In Ms. Kaminsky’s writing — as in Mr. Davies’s disquisition — the fourth movement diverges sharply from the first three, adding qualitative instructions in English to the standard Italian-language dynamic markings and offering a window into the composer’s thinking. From the opening instruction (to play “serenely, with reverence; still, yet wandering”) to the closer (“again with reverence, and a bit of resignation”), a cautionary tale unfolds — without a note being played.

In choosing a selection to play for the gathering, the quartet steered clear of the legato-heavy “Societas,” opting instead for its lead-in, “Forage,” a vivid exercise in sustained, neatly articulated 16th notes. Looking past the shaky sound quality of her studio laptop, Ms. Kaminsky offered praise for the performance, tempered only by doubts about the balance between the second violin and the rest of the ensemble in a single passage.

Maintaining balance, it turns out, is an issue that extends beyond the aesthetics of any given performance. In making a string quartet central to the undertaking, the project’s leaders say they are positing that musical format as an ecosystem, a kind of metaphor for the interconnectivity of the natural world.

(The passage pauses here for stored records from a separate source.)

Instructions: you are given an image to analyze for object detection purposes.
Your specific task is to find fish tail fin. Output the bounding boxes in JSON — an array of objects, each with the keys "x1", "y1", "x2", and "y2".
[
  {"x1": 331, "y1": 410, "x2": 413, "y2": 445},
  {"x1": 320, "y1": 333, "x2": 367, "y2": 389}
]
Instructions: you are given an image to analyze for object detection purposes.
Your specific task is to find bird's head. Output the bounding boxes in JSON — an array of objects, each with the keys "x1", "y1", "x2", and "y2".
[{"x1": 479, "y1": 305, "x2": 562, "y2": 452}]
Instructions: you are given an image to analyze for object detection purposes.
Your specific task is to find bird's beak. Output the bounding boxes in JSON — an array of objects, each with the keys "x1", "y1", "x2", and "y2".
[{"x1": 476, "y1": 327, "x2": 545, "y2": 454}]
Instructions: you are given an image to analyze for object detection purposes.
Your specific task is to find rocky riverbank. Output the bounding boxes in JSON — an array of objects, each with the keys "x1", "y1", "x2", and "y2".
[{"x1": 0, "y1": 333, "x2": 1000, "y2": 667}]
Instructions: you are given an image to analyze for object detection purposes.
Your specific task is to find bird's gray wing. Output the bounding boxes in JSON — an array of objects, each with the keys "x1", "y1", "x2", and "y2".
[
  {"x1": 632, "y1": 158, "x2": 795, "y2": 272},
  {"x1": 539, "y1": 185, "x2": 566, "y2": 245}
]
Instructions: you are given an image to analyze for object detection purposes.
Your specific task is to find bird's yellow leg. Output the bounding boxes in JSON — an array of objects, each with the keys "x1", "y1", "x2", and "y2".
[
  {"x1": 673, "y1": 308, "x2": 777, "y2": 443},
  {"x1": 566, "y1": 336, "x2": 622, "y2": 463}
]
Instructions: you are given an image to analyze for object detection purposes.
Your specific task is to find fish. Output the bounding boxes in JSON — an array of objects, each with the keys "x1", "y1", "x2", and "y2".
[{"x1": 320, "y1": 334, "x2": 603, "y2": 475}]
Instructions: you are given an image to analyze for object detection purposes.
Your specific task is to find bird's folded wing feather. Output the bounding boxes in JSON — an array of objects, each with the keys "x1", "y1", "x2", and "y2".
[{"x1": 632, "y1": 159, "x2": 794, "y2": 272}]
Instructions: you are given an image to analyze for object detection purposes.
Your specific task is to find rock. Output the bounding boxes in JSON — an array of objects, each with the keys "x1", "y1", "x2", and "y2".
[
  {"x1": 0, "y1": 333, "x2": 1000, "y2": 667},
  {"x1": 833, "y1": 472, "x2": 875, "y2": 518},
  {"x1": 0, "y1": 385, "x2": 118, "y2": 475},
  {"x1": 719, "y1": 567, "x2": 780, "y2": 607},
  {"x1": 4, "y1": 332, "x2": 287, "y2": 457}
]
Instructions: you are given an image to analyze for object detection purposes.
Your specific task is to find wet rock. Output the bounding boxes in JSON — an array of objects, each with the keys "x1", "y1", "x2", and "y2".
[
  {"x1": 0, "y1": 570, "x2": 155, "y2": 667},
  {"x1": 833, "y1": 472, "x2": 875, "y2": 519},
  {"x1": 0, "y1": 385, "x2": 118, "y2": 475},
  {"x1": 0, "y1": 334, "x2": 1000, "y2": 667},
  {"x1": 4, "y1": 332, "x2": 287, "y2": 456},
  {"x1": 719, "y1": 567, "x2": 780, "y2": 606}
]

Any loss of equilibrium in the musicians’ interplay thus becomes a commentary on the fragility of that world.

Just as the balance between the musical parts has been an issue, so too has the balance between the project’s artistic and scientific priorities. The issue has occasionally caused “creative tension,” Mr. Davies said, noting that, over some objections and at the expense of the piece’s pacing, he had added graphic material that helped drive home his points about sustainability.

“I think it’s a little bit longer than what we might ask for artistically,” he said.

Meanwhile, Mr. Davies acknowledged not having offered enough commentary on big money’s influence in shaping environmental policy, even as he expressed confidence in his decision to eliminate photographic references to specific corporations. The references, he said, often came across as heavy-handed and, with Garth Lenz’s photos of degraded landscapes and other scenes of devastation left in place, the piece has emerged stronger without them.

Not that this measure of restraint has mollified all skeptics. Mr. Davies said a performance in Libby Gardner Concert Hall at the University of Utah in Salt Lake City last April — one of eight performances since the work in its current form had its premiere in September 2012 — prompted critical letters and a handful of walkouts. Mostly, however, audiences have been sympathetic to the project’s message and, in some cases, motivated to take action.

Ms. Kaminsky said exposing her students to “The Crossroads Project” and requiring them to respond artistically to climate change has yielded “Freeze, Melt, Flood,” a multimedia piece that will be performed in the upper lobby of the Recital Hall before “Crossroads.” The piece will feature students’ original music and artwork, including an hourglass-shaped plexiglass sculpture through which melting ice will drip, symbolizing global warming and the passage of time. Microphones will capture the sound of water dripping as an actor reads deconstructed texts by the author Naomi Klein.

“The students started out sort of cynical and apathetic,” Ms. Kaminsky said. “By the middle of the semester, after having read a lot of articles and engaging with the content, they embraced it.”